To put it in standard public relations parlance, sex-work decriminalization is having something of a moment. New York lawmakers Julia Salazar and Jessica Ramos have announced plans to introduce a bill making New York the first state to decriminalize sex work, and last month a California senator introduced a bill making it easier for sex workers to report violent crimes. And the country’s most famous sex worker, Stormy Daniels, has in part used her new platform as a way to advance the cause, tweeting about sex workers’ rights issues and speaking at multiple sex workers’ rights rallies across the country.

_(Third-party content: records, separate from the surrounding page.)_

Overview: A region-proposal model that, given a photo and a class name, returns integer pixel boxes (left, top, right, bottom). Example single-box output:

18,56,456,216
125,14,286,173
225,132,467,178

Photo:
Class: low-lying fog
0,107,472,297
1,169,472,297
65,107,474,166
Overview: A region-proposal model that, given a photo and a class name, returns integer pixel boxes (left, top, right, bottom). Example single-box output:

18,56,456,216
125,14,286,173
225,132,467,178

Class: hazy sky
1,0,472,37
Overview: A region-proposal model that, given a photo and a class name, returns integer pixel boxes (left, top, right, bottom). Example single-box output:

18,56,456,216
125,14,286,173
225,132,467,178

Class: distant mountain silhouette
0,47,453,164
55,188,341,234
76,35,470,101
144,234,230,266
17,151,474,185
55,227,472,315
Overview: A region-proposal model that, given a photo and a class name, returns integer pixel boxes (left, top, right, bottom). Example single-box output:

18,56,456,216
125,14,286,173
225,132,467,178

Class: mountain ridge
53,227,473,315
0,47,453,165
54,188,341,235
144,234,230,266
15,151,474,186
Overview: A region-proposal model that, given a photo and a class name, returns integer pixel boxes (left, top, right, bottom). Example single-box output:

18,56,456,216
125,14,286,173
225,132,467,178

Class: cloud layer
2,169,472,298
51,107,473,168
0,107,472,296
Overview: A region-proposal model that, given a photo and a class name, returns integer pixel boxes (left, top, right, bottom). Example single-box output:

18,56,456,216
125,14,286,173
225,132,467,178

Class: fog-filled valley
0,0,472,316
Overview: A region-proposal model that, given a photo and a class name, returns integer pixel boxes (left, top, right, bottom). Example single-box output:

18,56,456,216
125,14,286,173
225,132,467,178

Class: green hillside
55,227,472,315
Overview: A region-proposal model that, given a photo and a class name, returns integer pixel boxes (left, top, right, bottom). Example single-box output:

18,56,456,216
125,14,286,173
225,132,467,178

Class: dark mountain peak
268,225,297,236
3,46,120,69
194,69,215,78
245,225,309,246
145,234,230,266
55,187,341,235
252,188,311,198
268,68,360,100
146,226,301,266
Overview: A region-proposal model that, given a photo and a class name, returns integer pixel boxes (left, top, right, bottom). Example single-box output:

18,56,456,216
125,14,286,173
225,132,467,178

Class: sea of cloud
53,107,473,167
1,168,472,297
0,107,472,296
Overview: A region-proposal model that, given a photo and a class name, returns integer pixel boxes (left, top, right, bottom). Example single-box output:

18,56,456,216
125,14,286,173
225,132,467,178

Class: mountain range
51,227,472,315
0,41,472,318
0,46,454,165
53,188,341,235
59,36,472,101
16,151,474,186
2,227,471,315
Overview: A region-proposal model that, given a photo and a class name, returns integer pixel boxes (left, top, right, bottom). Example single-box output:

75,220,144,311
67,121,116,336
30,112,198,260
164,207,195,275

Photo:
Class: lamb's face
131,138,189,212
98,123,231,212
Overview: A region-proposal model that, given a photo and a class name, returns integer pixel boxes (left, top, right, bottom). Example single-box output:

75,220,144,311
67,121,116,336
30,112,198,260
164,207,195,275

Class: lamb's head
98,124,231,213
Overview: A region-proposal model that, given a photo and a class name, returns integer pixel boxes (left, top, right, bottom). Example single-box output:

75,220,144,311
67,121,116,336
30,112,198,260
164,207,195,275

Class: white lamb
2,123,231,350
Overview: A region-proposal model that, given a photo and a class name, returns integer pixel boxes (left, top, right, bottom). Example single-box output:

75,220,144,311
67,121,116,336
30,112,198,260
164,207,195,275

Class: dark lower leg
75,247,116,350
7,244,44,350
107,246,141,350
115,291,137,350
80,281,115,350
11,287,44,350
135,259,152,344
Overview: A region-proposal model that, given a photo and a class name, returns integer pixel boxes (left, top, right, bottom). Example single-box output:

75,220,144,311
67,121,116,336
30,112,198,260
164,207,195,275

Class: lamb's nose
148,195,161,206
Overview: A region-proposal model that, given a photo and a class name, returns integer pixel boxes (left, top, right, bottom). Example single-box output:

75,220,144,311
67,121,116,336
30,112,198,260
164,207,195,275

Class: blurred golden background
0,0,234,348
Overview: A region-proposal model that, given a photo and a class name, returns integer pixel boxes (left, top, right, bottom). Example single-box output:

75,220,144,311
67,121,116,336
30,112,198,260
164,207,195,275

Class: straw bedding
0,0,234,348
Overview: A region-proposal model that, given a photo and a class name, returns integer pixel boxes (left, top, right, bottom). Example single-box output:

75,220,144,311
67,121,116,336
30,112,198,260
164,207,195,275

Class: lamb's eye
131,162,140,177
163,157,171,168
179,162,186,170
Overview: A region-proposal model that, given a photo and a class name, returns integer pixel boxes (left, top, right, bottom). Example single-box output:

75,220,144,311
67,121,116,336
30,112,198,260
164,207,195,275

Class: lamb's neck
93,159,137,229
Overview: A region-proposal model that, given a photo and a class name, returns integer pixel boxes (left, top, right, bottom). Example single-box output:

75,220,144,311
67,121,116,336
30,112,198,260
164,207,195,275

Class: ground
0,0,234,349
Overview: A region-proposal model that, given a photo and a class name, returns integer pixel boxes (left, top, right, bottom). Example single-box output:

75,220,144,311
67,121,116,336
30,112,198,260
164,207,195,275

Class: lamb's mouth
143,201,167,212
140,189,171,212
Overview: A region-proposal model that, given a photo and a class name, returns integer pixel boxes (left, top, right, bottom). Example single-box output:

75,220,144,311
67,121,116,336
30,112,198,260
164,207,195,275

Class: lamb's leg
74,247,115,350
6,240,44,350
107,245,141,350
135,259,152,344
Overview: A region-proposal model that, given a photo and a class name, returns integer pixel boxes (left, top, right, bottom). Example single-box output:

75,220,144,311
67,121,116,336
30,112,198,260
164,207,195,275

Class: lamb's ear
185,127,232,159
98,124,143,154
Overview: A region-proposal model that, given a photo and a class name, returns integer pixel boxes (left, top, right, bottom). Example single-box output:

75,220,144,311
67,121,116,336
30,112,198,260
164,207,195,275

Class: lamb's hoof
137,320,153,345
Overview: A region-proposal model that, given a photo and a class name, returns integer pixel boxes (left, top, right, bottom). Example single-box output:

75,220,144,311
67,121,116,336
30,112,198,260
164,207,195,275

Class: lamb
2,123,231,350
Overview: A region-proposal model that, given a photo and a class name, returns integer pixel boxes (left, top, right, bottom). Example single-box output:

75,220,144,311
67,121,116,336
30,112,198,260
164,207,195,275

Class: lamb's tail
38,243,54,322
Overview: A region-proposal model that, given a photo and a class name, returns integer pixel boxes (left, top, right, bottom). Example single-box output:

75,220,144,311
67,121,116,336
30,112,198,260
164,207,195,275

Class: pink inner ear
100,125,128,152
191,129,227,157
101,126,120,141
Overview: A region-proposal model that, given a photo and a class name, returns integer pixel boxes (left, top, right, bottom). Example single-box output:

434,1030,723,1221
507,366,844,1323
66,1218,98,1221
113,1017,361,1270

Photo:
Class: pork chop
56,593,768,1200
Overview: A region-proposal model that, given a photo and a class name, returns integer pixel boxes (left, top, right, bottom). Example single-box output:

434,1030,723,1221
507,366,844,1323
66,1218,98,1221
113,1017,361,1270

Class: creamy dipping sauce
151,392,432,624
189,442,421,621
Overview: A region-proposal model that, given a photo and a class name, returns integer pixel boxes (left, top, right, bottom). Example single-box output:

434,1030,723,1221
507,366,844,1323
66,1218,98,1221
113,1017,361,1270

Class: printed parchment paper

Given the newfound visibility of sex workers’ rights, and the overlap the movement has with women’s rights and workers’ rights as a whole, the 2020 Democratic presidential candidates are in the position of having to address an issue that has previously been on the margins of the national conversation. But it’s unclear how many of them plan to do that.

Case in point: Senator Bernie Sanders (I-VT), who, in a recent interview with The Breakfast Club, was asked whether he supported sex work decriminalization. “That’s a good question and I don’t have an answer for that,” he said.

Sanders’ response was telling, in part because he is not the first 2020 Democratic candidate to be asked about this issue. Sen. Kamala Harris (D-CA), a former prosecutor who previously opposed a 2008 measure to decriminalize prostitution in San Francisco, also recently made headlines for seemingly reversing her stance on the decriminalization question. “I think so. I do,” the former prosecutor replied when asked in an interview with the Root if sex work should be decriminalized, adding that, “on the issue of providing a safe place for sex workers — I am a huge advocate for that, always have been.”

Puzzlingly, in the same interview, Harris also managed to double down on her support of SESTA/FOSTA, a bill that sex-workers called out as discriminatory and potentially harmful. “The people who were running Backpage basically thumbed their nose at us and kept doing it, making money off of the sale of youth, and so I called for them to be shut down,” she said, referring to, a website that hosted sex-worker classifieds. “And I have no regrets about that.” And while many sex-workers’ rights advocates are far from convinced by her response for this reason, the mere fact that both Sanders and Harris are being asked about decriminalization on the national stage speaks volumes, says Nina Luo, a member of the steering committee for Decrim NY, the coalition pushing for sex work to be decriminalized in New York state. “It’s becoming a national discussion,” she says, pointing out that “journalists pick these questions because…they know more people are talking about this issue.”